Boris Johnson’s subtle resignation statement wisely avoided what would have been a counter-productive personal attack on Theresa May’s leadership, in favour of a forensic filleting of her Brexit negotiation policy, a tactic likely to prove more successful in the long run
Note: this is the (updated) version of one of the two contrasting arguments set out in an article originally published at The Conservative Woman on Friday 20th July 2018
Former Foreign Secretary Boris’ Johnson’s ‘resignation speech’ (technically, his post-resignation Personal Statement made with the permission of The Speaker) delivered in the House of Commons on the afternoon of Wednesday 18th July, was actually quite clever.

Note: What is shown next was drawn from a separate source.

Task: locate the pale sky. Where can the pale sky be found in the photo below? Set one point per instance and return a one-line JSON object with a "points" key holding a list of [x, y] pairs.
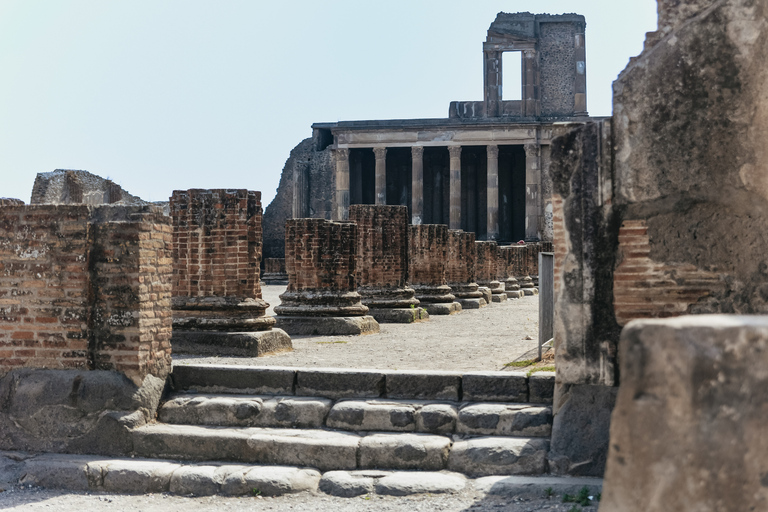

Had he modelled it on Geoffrey Howe’s fabled 1990 equivalent on Margaret Thatcher, mounting a personal attack on Theresa May culminating in an explicit demand for either her resignation or a challenge to her leadership, it would almost certainly have backfired, and been counter-productive.
First, it would have too easy for May’s defenders and the Tory-Remainer MP majority to dismiss it as mere petty revenge for his own thwarted 2016 leadership bid, and motivated purely by personal pique and ambition.
Second, Boris recognises the political realities of that current Remainer-dominated Tory Parliamentary arithmetic. On a direct challenge, via 48 letters to the Chairman of the 1922 Committee expressing ‘No Confidence’ in May, leading to an internal ballot among MPs, she’d probably win and survive, possibly even strengthened.
The Tories may justifiably be known as ‘the stupid party’, but not suicidal: its MPs aren’t going to risk a leadership change causing a general election in which many of them would lose their seats.
Moreover, under the Tories’ election rules, if May won, she’d be secure for another year. And that would mean goodbye to any hopes of replacing her Soft-Remain (non)-Brexit with one more aligned, not only with her January 2017 Lancaster House and March 2018 Mansion House speeches respectively, but also with the clean-Brexit which 17.4 million people clearly voted for.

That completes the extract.